A Beautiful Child
- Author: Matt Birkbeck
- Publisher: Berkley/Penguin
- Publication date: 2004
- ISBN: 978-0425204405

= A Beautiful Child =

2004 book by Matt Birkbeck

A Beautiful Child (ISBN 978-0425204405) is a best selling non-fiction book by author Matt Birkbeck, published by Berkley/Penguin in 2004 and in paperback in 2005. It tells the story of a young woman known by many names, including Sharon Marshall, who was kidnapped as a toddler and raised by a convicted felon, Franklin Delano Floyd. The book was also published in several foreign countries, including Denmark, Germany and Poland.
A Beautiful Child spurred numerous websites dedicated to finding Sharon's true identity. Through suggestions from those sites along with reader suggestions from around the world, Birkbeck, in partnership with the National Center for Missing and Exploited Children, conducted DNA testing on relatives of several girls who went missing in the early 1970s. World-wide interest in the book kept the Sharon Marshall story alive and led to the discovery by Birkbeck of her biological daughter, who had been placed for adoption in 1989. Sharon's DNA was believed to have been degraded, but testing comparisons to her daughter provided a positive match and her DNA was placed into CODIS, the FBI's database.
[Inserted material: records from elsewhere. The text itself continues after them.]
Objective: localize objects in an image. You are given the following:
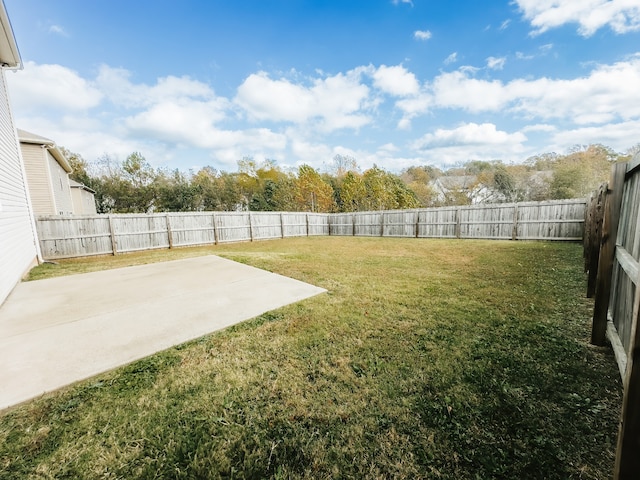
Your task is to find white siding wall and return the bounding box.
[0,69,38,304]
[47,151,73,215]
[20,143,58,216]
[71,187,96,215]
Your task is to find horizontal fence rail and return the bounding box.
[36,199,586,260]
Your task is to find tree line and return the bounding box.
[63,145,640,213]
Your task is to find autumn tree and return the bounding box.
[294,165,335,212]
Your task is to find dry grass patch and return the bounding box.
[0,237,621,479]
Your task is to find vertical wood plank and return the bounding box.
[614,278,640,480]
[591,163,627,346]
[167,213,173,248]
[109,215,118,255]
[280,212,284,238]
[211,213,219,245]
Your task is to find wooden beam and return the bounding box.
[614,264,640,480]
[591,163,627,346]
[108,215,118,255]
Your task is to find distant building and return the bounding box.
[429,175,504,205]
[18,129,73,216]
[0,1,41,304]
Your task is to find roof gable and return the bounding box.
[16,128,73,173]
[0,0,22,68]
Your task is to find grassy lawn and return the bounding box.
[0,237,621,479]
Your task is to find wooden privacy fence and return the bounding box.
[585,155,640,479]
[36,199,586,260]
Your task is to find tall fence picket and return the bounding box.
[37,200,586,260]
[584,154,640,479]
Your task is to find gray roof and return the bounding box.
[16,128,73,173]
[69,178,96,193]
[0,0,22,68]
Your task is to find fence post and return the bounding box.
[584,185,606,298]
[280,212,284,238]
[591,163,627,346]
[614,279,640,480]
[108,215,118,255]
[511,203,518,240]
[211,213,218,245]
[166,213,173,248]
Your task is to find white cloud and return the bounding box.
[7,61,103,112]
[414,123,527,149]
[412,123,527,164]
[487,57,507,70]
[549,119,640,152]
[521,123,557,133]
[49,25,69,37]
[235,69,373,131]
[444,52,458,65]
[413,30,431,40]
[431,69,509,113]
[95,65,220,108]
[396,56,640,127]
[515,0,640,37]
[373,65,420,97]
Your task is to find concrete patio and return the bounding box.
[0,256,325,409]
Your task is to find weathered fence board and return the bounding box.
[418,207,461,238]
[329,213,356,236]
[585,155,640,479]
[306,213,331,236]
[37,200,586,259]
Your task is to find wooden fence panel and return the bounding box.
[608,155,640,479]
[36,215,113,259]
[167,212,215,247]
[418,207,460,238]
[356,212,383,237]
[251,212,282,240]
[306,213,332,236]
[215,212,251,243]
[329,213,355,236]
[280,212,308,238]
[37,200,584,259]
[111,214,169,253]
[382,210,418,237]
[607,165,640,356]
[517,199,586,241]
[459,204,515,240]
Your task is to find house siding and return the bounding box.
[0,69,38,304]
[47,151,73,215]
[71,187,96,215]
[20,143,58,215]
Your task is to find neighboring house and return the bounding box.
[429,175,503,205]
[69,179,97,215]
[0,0,41,304]
[18,129,73,216]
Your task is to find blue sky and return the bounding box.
[4,0,640,172]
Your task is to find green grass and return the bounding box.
[0,238,621,479]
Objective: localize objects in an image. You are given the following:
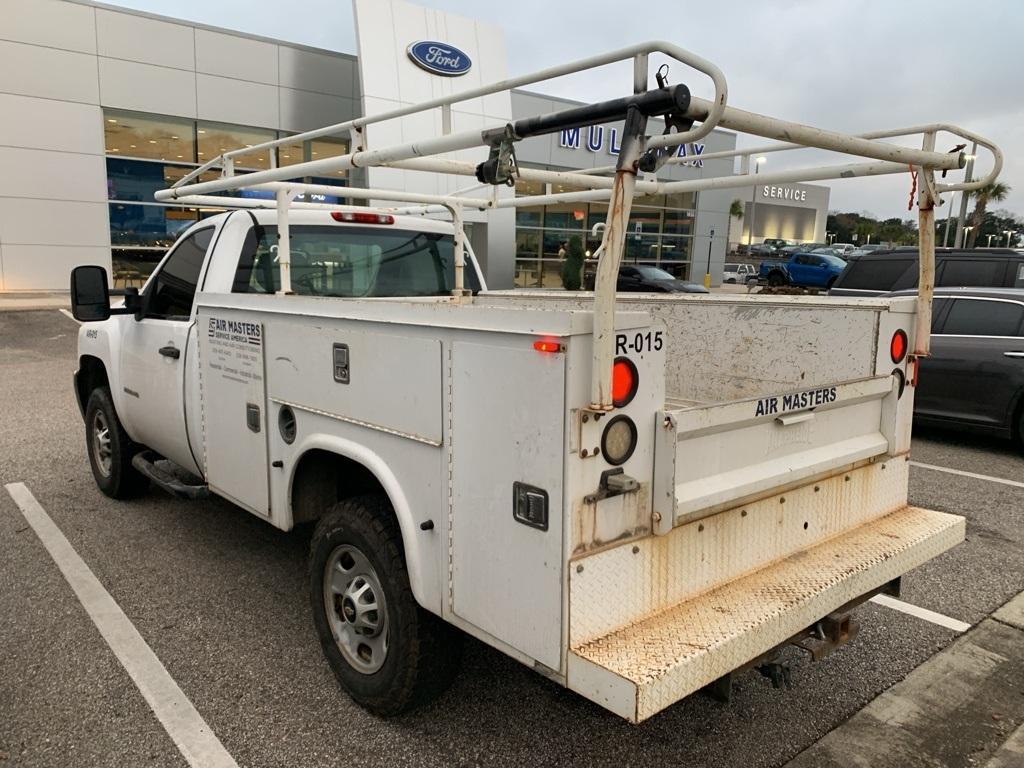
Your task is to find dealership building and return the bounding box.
[0,0,828,292]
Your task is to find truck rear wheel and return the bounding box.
[309,495,462,716]
[85,387,150,499]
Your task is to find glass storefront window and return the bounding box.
[664,210,695,234]
[196,121,278,170]
[278,136,348,184]
[106,158,220,203]
[544,203,587,229]
[103,110,196,163]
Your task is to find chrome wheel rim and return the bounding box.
[324,544,388,675]
[92,411,114,477]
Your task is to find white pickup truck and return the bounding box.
[72,44,995,722]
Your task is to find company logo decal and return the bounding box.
[406,40,473,77]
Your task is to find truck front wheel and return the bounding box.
[85,387,150,499]
[309,495,461,716]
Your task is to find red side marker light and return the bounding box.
[611,357,640,408]
[534,339,562,352]
[331,211,394,224]
[889,329,907,364]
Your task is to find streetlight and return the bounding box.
[746,156,768,256]
[942,193,956,248]
[705,229,715,288]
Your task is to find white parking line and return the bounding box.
[910,462,1024,488]
[871,595,971,632]
[4,482,238,768]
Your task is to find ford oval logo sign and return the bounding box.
[406,40,473,77]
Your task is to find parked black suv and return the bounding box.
[828,248,1024,296]
[890,288,1024,440]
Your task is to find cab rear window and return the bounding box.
[837,257,916,291]
[231,225,480,298]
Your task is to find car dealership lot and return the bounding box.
[0,310,1024,766]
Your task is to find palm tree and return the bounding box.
[966,181,1011,248]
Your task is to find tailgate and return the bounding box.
[653,376,895,534]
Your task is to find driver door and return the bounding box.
[119,226,215,475]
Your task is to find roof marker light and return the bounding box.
[534,339,562,352]
[331,211,394,224]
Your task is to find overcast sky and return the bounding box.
[108,0,1024,224]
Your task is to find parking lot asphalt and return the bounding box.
[6,310,1024,767]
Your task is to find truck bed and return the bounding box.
[476,291,913,403]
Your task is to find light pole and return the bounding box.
[705,229,715,288]
[942,193,956,248]
[746,157,768,256]
[953,144,978,248]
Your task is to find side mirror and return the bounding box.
[71,265,142,323]
[71,265,111,323]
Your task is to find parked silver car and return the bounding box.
[722,261,758,283]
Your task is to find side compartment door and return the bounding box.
[449,339,565,670]
[118,225,215,473]
[196,307,270,517]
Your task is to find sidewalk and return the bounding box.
[0,291,71,312]
[786,593,1024,768]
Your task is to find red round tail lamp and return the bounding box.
[611,357,640,408]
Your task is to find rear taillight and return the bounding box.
[611,357,640,408]
[331,211,394,224]
[889,329,907,365]
[534,339,562,352]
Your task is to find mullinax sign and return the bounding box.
[558,125,705,168]
[406,40,473,78]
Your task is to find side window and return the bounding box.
[840,260,918,291]
[936,257,1007,288]
[942,299,1024,336]
[145,226,213,319]
[932,296,949,334]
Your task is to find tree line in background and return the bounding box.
[825,181,1024,248]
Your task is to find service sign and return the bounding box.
[406,40,473,78]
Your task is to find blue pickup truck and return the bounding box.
[758,253,846,288]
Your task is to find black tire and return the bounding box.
[309,495,462,717]
[85,387,150,499]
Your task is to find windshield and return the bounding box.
[634,266,675,280]
[231,225,480,298]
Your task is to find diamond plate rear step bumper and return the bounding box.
[567,507,965,723]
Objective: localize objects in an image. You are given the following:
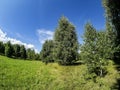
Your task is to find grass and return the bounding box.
[0,56,120,90]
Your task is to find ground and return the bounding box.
[0,56,120,90]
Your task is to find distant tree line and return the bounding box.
[0,0,120,77]
[40,0,120,77]
[0,41,40,60]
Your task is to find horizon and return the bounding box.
[0,0,105,52]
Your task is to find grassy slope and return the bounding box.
[0,56,119,90]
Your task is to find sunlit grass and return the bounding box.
[0,56,119,90]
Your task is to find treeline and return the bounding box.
[0,0,120,77]
[40,0,120,77]
[0,41,40,60]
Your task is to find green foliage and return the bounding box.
[20,45,27,59]
[54,17,78,65]
[0,56,119,90]
[80,23,107,77]
[27,49,36,60]
[0,42,5,55]
[103,0,120,63]
[40,40,54,63]
[13,44,21,58]
[5,41,14,57]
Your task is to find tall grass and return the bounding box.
[0,56,119,90]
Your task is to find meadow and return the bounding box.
[0,56,120,90]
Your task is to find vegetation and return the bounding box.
[54,16,78,65]
[0,0,120,90]
[0,56,119,90]
[40,40,54,64]
[0,41,40,60]
[103,0,120,64]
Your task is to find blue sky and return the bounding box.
[0,0,105,51]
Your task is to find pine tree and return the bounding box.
[27,48,36,60]
[20,45,27,59]
[103,0,120,63]
[13,44,21,58]
[81,23,97,73]
[0,42,5,55]
[54,16,78,65]
[80,23,107,77]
The continued interest in the book led the NCMEC to reopen its investigation in 2011. The NCMEC then recruited the FBI in Oklahoma City and two agents, using the book and other resources as their guides, interviewed Franklin Floyd in prison in Florida, where he provided Sharon's true identity.

In July 2014, the DNA testing positively identified Sharon as Suzanne Sevakis, the daughter of a woman Floyd briefly married in the mid-1970s. Floyd kidnapped Suzanne and her siblings when their mother was incarcerated for 30 days. Suzanne's son, Michael, after being kidnapped from his elementary school by Floyd in 1994, has never been located, but Floyd admitted during the FBI interviews that he killed him shortly after the kidnapping.

== Sequel ==
Finding Sharon (ISBN 978-1732491717) is the sequel to A Beautiful Child published in 2018 that tells the story of the ten-year effort by the author Matt Birkbeck, the National Center for Missing and Exploited Children and the FBI to learn the true identity of Sharon Marshall and the fate of her son Michael Hughes.